(Marion Fourcade)
Já aqui por várias vezes salientei o nome de
Marion Fourcade como uma das perspetivas mais aliciantes sobre o papel dos
economistas na sociedade e o modo como o seu pensamento influencia a decisão
política. É uma área de trabalho até há bem pouco tempo insuficientemente
reconhecida, mas os tempos atuais, em que a má influência de algum pensamento
económico sobre o mal-estar de uma parte significativa da população
designadamente europeia nos obriga a pensar por que razão as más ideias não são
substituídas por ideias menos lesivas das condições de vida das pessoas e da
igualdade entre as mesmas.
Marion Fourcade, socióloga de formação,
reparte-se pela Universidade de Berkeley na Califórnia e pelo Max Planck Sciences PO Center em Paris e
por isso estamos a falar não de uma voz qualquer, mas de alguém que pode ser
considerado incontornável na sociologia do pensamento económico e os
economistas precisam e não imaginam quanto de alguém que os veja de fora, ou
seja, liberto das amarras internas da profissão e das suas próprias hierarquias
e dependências.
Fourcade, juntamente com dois investigadores
franceses, Etienne Ollion e Yann Algan, acaba de publicar (novembro passado) um
curioso artigo nos Max Po Discussion Papers sobre
a superioridade dos economistas no universo das ciências sociais. A investigação
de suporte é ampla e diversificada e combina não apenas análise de temas hoje
agrupados nos chamados estudos de bibliometria (análise do que se publica e em
que condições), mas também perceções alimentadas pelos economistas em relação a
si próprios.
A investigação parte dos argumentos tradicionalmente
reportados à “superioridade” científica da económica, baseada no rigor formal
de alguns dos seus métodos analíticos, na maior intensidade de utilização da
matemática. Mas os elementos de investigação são mais vastos e integram aspetos
de uma maior insularidade da economia face às restantes ciências sociais (a
economia cita-se mais a ela própria e entre si e a sua relação com as outras ciências
sociais é desigual, ou seja, cita menos e é mais citada por essas disciplinas).

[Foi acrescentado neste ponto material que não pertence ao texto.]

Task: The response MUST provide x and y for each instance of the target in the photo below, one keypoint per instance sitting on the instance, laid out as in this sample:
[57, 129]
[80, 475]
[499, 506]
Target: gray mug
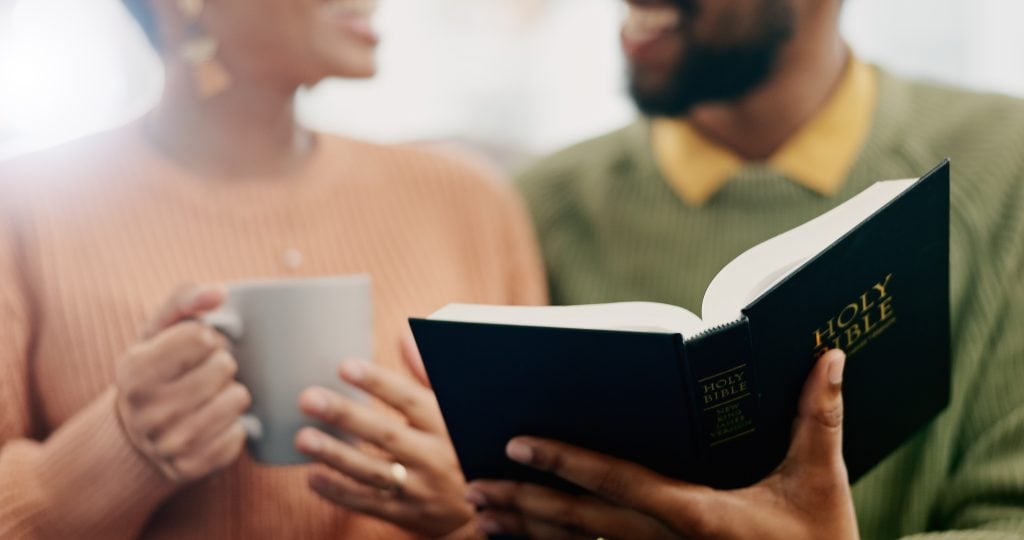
[289, 335]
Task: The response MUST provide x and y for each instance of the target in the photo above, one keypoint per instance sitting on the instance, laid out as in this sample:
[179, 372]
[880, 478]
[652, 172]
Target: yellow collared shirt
[818, 156]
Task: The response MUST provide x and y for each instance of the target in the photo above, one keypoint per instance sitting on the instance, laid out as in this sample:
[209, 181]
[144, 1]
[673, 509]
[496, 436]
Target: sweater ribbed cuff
[94, 483]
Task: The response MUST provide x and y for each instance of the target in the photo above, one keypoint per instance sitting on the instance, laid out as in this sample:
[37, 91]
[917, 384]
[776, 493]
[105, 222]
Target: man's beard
[716, 73]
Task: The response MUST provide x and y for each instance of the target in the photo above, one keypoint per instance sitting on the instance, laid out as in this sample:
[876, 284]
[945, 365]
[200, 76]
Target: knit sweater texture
[612, 230]
[95, 236]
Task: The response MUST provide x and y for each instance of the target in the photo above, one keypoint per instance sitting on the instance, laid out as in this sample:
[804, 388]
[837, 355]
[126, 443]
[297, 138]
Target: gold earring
[200, 51]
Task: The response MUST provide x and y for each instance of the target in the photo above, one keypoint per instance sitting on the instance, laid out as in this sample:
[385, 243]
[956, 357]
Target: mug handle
[229, 324]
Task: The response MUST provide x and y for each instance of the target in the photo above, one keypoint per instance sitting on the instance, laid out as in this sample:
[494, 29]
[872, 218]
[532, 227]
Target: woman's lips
[355, 16]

Integram também a maior propensão dos economistas para serem melhor remunerados
e destaca o papel dos MBA e da financialização da investigação económica para
explicar o seu maior peso junto de decisores políticos e do poder.

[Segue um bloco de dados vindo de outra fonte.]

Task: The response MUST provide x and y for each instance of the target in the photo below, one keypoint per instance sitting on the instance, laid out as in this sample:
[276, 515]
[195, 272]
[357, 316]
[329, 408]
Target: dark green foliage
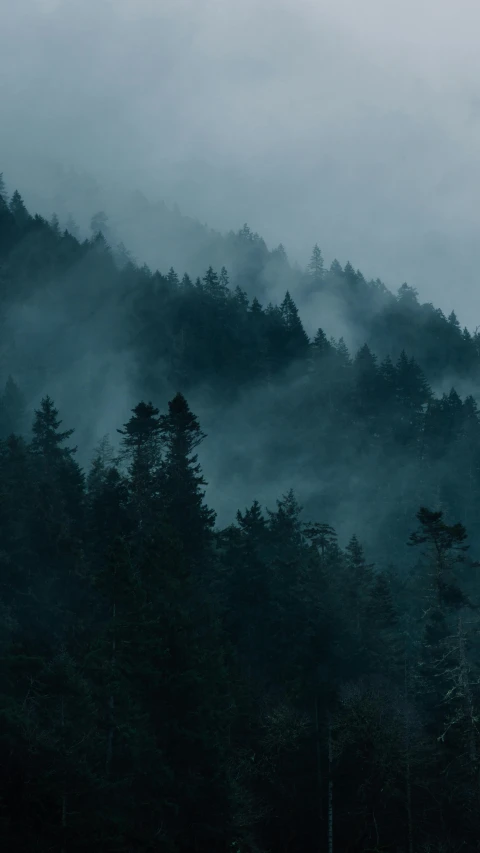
[166, 685]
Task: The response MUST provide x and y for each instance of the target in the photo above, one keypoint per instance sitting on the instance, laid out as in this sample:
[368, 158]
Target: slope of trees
[171, 684]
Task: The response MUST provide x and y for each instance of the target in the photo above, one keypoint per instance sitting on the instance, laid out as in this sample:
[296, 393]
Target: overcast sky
[354, 124]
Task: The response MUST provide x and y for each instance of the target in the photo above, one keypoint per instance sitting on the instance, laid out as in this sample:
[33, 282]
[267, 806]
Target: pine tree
[141, 448]
[18, 210]
[316, 268]
[183, 480]
[297, 337]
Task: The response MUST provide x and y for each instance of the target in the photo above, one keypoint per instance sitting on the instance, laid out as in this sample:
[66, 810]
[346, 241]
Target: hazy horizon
[354, 128]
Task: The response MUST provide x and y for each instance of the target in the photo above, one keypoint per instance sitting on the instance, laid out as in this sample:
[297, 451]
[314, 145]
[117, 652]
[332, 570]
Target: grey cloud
[352, 124]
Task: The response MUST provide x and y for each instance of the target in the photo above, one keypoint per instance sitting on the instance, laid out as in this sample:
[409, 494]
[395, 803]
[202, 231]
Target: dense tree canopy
[302, 678]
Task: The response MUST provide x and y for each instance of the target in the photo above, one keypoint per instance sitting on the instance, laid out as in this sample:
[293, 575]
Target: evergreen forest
[181, 676]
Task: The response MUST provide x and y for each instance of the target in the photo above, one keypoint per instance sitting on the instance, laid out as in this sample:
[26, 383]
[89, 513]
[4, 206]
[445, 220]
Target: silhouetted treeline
[169, 684]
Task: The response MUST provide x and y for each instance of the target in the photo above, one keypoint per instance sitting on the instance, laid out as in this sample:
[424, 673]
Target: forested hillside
[185, 668]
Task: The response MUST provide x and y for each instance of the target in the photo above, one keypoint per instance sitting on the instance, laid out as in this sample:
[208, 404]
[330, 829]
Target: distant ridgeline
[172, 686]
[366, 427]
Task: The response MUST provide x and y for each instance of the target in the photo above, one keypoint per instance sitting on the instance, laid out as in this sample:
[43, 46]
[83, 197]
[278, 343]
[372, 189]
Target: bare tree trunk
[330, 787]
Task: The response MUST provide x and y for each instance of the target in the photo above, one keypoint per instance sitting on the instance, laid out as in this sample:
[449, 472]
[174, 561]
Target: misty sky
[356, 125]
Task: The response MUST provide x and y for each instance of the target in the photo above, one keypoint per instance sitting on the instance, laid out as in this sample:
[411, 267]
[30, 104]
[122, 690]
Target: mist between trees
[179, 674]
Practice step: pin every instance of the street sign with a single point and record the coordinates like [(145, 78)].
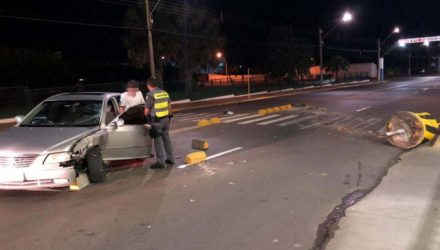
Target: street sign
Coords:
[(419, 40)]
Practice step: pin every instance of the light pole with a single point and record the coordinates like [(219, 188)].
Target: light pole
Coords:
[(219, 56), (149, 16), (380, 60), (347, 17)]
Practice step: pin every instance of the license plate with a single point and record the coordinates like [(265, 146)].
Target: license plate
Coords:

O trabalho de Fourcade e dos seus colegas conclui
que, talvez paradoxalmente, a maior proeminência dos economistas, construída através
de razões que estão hoje muito para além da pretensa superioridade científica
da economia face às restantes ciências sociais, é hoje a fonte da sua maior vulnerabilidade.

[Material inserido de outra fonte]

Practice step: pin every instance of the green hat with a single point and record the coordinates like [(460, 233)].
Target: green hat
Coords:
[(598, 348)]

Nas sociedades democráticas, o poder não democrático dos especialistas tenderá
sempre a ser olhado de lado e nem sempre os economistas se apresentam com a
humildade necessária.
A palavra humildade não é acidental. Fourcade
recupera o parágrafo final dos Essays of Persuasion (1932) de John
Maynard Keynes, como não podia deixar de ser:
“Mas, mais do que
tudo, não permitam que sobreestimemos a importância do problema económico ou
que sacrifiquemos às suas supostas necessidades outras matérias de maior e mais
permanente significado. Deve ser uma matéria para especialistas, como são os
dentistas. Se os economistas fossem capazes de gerir o pensamento acerca de si
próprios como se fossem pessoas humildes e competentes como os dentistas, isso
seria esplêndido”.
Keynes lá sabia como interpretar os seus pares.